Como siempre, le echó la gran bronca, pero siempre dentro de la casa. Allí se quedaba sin salir ni a verme la cara. Al despedirnos la chica me recordó que al día siguiente viniera a buscarla a las siete para ir al baile pues era domingo. Le prometí que así lo haría. Al marchar nos besamos y con un abrazo que ni uno ni el logro dejaba, sentimos separarnos. Los dos más tristes que la noche nos miramos y de nuevo le limpie sus lágrimas, guarde mi pañuelo, le acaricie su carita y marché. Se quedó mirando cómo me alejaba. Me detuve y desde una distancia a la que aún la veía le dije adiós con la linterna. Ella levantó su brazo y me saludó.

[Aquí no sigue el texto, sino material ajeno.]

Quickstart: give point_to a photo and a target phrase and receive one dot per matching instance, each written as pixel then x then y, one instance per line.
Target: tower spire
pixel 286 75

Era aquel un invierno cruel. Yo caminaba sumido en la tristeza pensando en lo que aquella pobre chica tendría que soportar al marcharme. ¡Sabe Dios si le volverían a pegar o no! Mientras que caminaba bajo la lluvia sin ganas ni de llegar a casa, recordé que había un chigre a lado de una  mina. Vi que aun tenía luz y me acerque. Llamé a la puerta y me abrieron. Había cinco compañeros de trabajo, de cuando trabajé en la mina. Se pusieron muy contentos porque aun no habían comenzado a cenar. Tenían gallu de caleya y quisieron que me sentara con ellos a cenar. Yo no tenía ganas de comer. Me sentía muy mal por el fuerte disgusto. Era demasiado lo que sufría. Les dije que no podía cenar, no tenía ninguna gana, sólo tomaría un vaso y me marcharía. Cogieron mi chaqueta de cuero, la colgaron, cerraron la puerta con llave y la quitaron para que yo no pudiera marcharme. Uno de ellos sabía algo de lo que me pasaba. Más tarde me contó que se había enterado por los comentarios de la gente y me deseó suerte. Hasta me cogieron por el brazo para sentarme ya que no conseguían convencerme. No tuve más remedio que acepar. La juerga siguió hasta después del amanecer a pesar de decirles varias veces que tenía que irme porque mis padres no sabían dónde me encontraba y no estaban acostumbrados a que faltara tanto tiempo. Todos coincidían en que no debía ir solo por esos montes y con tan mal tiempo. Nada pude hacer. Me apreciaban mucho de siempre pero sobre todo después de saber, como ellos mismos decían, lo valiente que había sido al superan el trauma tan grave que tuve. Uno de ellos, Fernando, cuando lo encuentro aun recuerdo cómo se portaron conmigo dándome ánimos. Toda la vida nos tratamos mucho, es hombre apreciado por su forma de ser, agradable y buen compañero y yo le aprecio porque es una gran persona.